Christliche Symbolik/Edelsteine
Nach der Offenb. Joh. 21, 19 und 20. sind die Mauern des neuen Jerusalems gegründet in zwölf Edelsteinen, entsprechend den zwölf Thoren, über denen nach Vers 12 die Namen der zwölf Stämme geschrieben waren. Auch sind die hier genannten Edelsteine meistens die nämlichen, die nach 2. Mos. 28, 17 f. auf dem Brustschilde des Hohenpriesters vorkommen und auch hier die zwölf Stämme bedeuten sollen, nur in etwas anderer Ordnung. Am Brustschild nämlich: Sarder, Topas, Smaragd, Rubin, Saphir, Demant, Lyncurer, Achat, Amethyst, Türkis, Onyx, Jaspis. Im neuen Jerusalem: Jaspis, Onyx, Chalcedon, Smaragd, Sardonix, Sardis, Chrysolith, Beryll, Topas, Chrysopras, Hyacinth und Amethyst. Wenn das Brustschild des Hohenpriesters das Palladium des Volkes war und dessen Einheit in steter Erinnerung bewahren sollte, so gehört dagegen das neue Jerusalem rein der christlichen Symbolik an, erhebt sich über den nationalen Horizont der Juden und hält die altjüdische Symbolik der zwölf Edelsteine nur fest, um eine christliche Anwendung von ihnen zu machen. Das alte Jerusalem nämlich war Sitz des Volkes Gottes in dem beschränkten Sinn des alten Testaments, ausschliesslich die Juden in sich begreifend; das neue Jerusalem aber sollte Sitz des Volkes Gottes in dem höhern Sinne werden, in welchem es alle Heiligen und Seligen der christlichen Kirche, ohne Unterschied der Nation, in sich vereinigen sollte. In diesem Sinne pflegten die zwölf Apostel an die Stelle der zwölf Söhne Jakobs zu treten, oder auch die christlichen Tugenden. Vgl. Didron, annales V. 221 f. [223] Inzwischen weichen die Kirchenväter und Mystiker in den einzelnen Bezeichnungen ziemlich von einander ab, so dass eine klare Tabelle nicht zu ermitteln ist. Was klar hervorleuchtet, werde ich in den Artikeln, die von den Edelsteinen im Einzelnen handeln, beibringen. Den zwölf Aposteln entsprechen: Jaspis = Petrus; Smaragd = Paulus (aber auch Andreas); Chalcedon = Jakobus major; Onyx = Philippus; Sardon = Bartholomäus; Chrysolith = Matthäus; Beryll = Thomas; Topas = Jacobus minor; Chrysopras = Thaddäus; Ligurius = Simon; Amethyst = Mathias.

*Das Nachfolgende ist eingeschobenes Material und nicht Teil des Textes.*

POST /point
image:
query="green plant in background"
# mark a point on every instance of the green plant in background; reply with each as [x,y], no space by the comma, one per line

Ueber das Orakel der Urim und Thumim und über die Frage, ob Urim und Thumim mit dem Brustschild des Hohenpriesters identisch oder von ihm verschieden sey, vgl. Winer, bibl. Realwörterbuch s. v. und noch insbesondere Züllich, Offenbarung Johannis I. 408f. II. 427f. Der christlichen Symbolik kommt es nicht mehr darauf an, ob und wie der Hohepriester im Spiegel der Edelsteine die Verhängnisse des jüdischen Volkes gelesen habe.

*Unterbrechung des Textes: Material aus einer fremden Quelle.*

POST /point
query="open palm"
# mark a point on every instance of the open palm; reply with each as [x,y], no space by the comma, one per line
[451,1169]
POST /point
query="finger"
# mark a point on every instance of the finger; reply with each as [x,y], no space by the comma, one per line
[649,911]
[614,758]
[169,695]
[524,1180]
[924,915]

Philo glaubte in den zwölf Edelsteinen die zwölf Himmelszeichen wiederzufinden, und erklärte demnach das Prophezeihen aus denselben auf astrologische Art. Vgl. Züllich I. 443. Das hing mit der Aeonenlehre zusammen. Sofern nun aber das neue Jerusalem nur Sinnbild für den christlichen Himmel überhaupt war, lag es nahe, auch die zwölf Edelsteine mit den himmlischen Heerschaaren zu identificiren, den Engel- und Heiligenchören, die eben so die Bevölkerung des himmlischen Jerusalems bilden sollen, wie die Nachkommen der zwölf Stämme des alten irdischen Jerusalems. Daher in dem altdeutschen Vaterunser des Heinrich von Krolovitz im 19ten Bande der Bibliothek der Nationalliteratur die ausführliche Vergleichung der Edelsteine im neuen Jerusalem mit den einzelnen Heerschaaren des Himmels. Auch hier kommen wieder Abweichungen im Namen der Edelsteine vor. Der Weise bedeutet die Maria, der Kristall die Engel, der Diamant die Erzengel, der Magnet die Patriarchen, der Smaragd die Propheten, der Jaspis die Apostel, der Karfunkel [224] die Evangelisten, der Rubin die Martyrer, der Saphir die Heiligen, der Sardonix die keuschen Jungfrauen, der Chrysopras die frommen Wittwen, der Hyazinth die frommen Eheleute.